Last time, someone stole my one good pair of chinos and six pairs of blue Smartwool socks, only a couple of years old.  Fuck, fuck, fuck.  That was the find of a lifetime, Smartwool socks in the most lovely shade of blue.  I guess somebody else thought that too.

I told the incredibly rude cunt bitch fuckhead office person about it, and she just sneered at me, so I asked to see the manager, who was very nice and promised to look into it for me but I doubt she will.
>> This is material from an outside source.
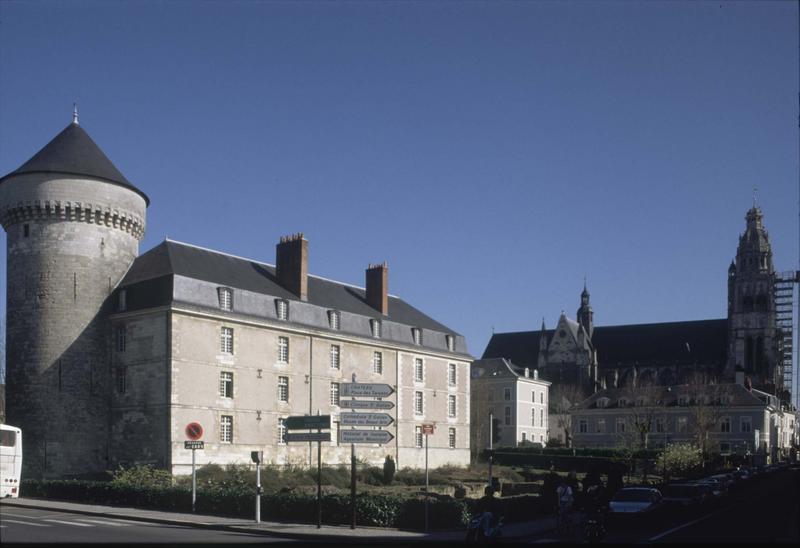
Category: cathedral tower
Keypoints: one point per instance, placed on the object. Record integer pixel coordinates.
(73, 225)
(751, 308)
I don’t know why, but the office staff all treat me like I have leprosy even though I’ve been paying to stay there intermittently since February.  I stay there when it’s really cold so I can plug in my little electric heater instead of using the propane furnace, which makes these unholy clicking noises all night.  I don’t think I do anything weirder than any of the other weird campers.  I don’t even allow myself to go around having a running conversation with myself like I normally do.  I think they’re all afraid of my dog, who wouldn’t even bite them unless they threatened me, which is one of the reasons I have her.  The other reason is that she’s sweet, sweet, sweet.  Maybe I’m creepy without knowing it.  Oh well, I’m paying them, and all they have to do is take my money, so I get to be myself.  But I miss my camp furniture and socks.

Tonight I’m in a way over my head expensive and chic campground that is far too near Sedona, which is why.  That’s OK though, because tomorrow I’m off to the Mogollon Rim.  I’ll explain more about that later.  I can’t look down to write anymore tonight.  My neck is killing me.